A quoi bon prendre l’avion quand les trains suisses offrent de si spectaculaires options? Cet été, «Le Temps» vous propose des trajets méconnus ou oubliés des Romands pour pimenter votre été.

Episode précédent:

Connaissez-vous le CabriO? Non, pas celui aux jantes brillantes qui en met plein la vue dans les virages, mais celui qui mène à la découverte du sommet du mont Stanserhorn, culminant à 1898 mètres dans les alpes uranaises… Le spectacle est à déguster dans la région de Lucerne, où il vaut la peine de se rendre en train. Car l’arrivée à Nidwald offre la première récompense au voyageur: une vue prenante sur le lac de Sempach, entre Sursee et Lucerne. Comme une introduction à l’immersion qui va suivre, au cœur de paysages hypnotisants, ponctués de nombreuses étendues d’eau qui bordent le Stanserhorn. Un second train en direction de Stans nous rapproche du lac des Quatre-Cantons, berceau de légendes suisses.

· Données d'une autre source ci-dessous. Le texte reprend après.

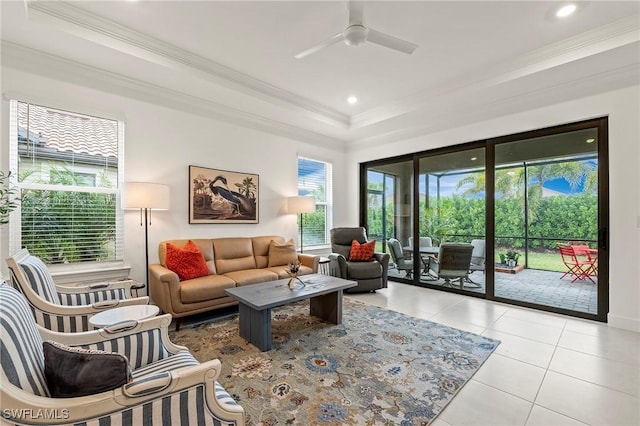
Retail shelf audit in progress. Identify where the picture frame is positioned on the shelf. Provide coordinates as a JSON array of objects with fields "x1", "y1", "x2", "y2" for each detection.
[{"x1": 189, "y1": 165, "x2": 260, "y2": 224}]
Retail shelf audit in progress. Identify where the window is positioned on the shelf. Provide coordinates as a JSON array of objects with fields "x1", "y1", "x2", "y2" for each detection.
[
  {"x1": 10, "y1": 100, "x2": 124, "y2": 264},
  {"x1": 298, "y1": 157, "x2": 333, "y2": 248}
]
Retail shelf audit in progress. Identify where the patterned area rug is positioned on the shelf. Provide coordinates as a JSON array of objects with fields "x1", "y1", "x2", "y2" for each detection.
[{"x1": 170, "y1": 299, "x2": 500, "y2": 426}]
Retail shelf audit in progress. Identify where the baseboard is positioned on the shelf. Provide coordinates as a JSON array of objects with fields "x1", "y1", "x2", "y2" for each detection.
[{"x1": 607, "y1": 314, "x2": 640, "y2": 333}]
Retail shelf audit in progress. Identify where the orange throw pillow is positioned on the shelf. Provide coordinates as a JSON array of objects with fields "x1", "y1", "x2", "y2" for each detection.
[
  {"x1": 165, "y1": 240, "x2": 209, "y2": 281},
  {"x1": 349, "y1": 240, "x2": 376, "y2": 262}
]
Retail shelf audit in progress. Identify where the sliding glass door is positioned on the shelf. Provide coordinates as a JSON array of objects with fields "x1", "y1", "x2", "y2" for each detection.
[
  {"x1": 415, "y1": 147, "x2": 486, "y2": 294},
  {"x1": 494, "y1": 121, "x2": 608, "y2": 316},
  {"x1": 360, "y1": 118, "x2": 609, "y2": 321},
  {"x1": 364, "y1": 160, "x2": 415, "y2": 282}
]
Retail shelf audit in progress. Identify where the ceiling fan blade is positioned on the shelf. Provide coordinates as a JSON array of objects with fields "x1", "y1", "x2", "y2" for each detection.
[
  {"x1": 349, "y1": 1, "x2": 364, "y2": 26},
  {"x1": 294, "y1": 33, "x2": 344, "y2": 59},
  {"x1": 367, "y1": 28, "x2": 418, "y2": 55}
]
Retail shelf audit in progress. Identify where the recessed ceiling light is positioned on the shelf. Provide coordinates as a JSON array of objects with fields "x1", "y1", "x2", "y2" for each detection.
[{"x1": 556, "y1": 4, "x2": 577, "y2": 18}]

Ce voyage permettra-t-il d’observer la couverture lisse et turquoise dans son intégralité?

En direction du sommet

Bercés par les ballottements du wagon et les tonalités gutturales des conversations, nous montons depuis Stans dans un petit train à voiture en bois, dont l’ouverture et la lenteur nous permettent de gratifier les quelques randonneurs d’un joyeux «Grüezi». Ce funiculaire, qui circule depuis 1893, marque le début de notre progression à travers un décor verdoyant, dans la fraîcheur des paysages montagneux. Quelques minutes au cœur des prairies de Stans et nous voilà déjà devant un CabriO à la modernité contrastante.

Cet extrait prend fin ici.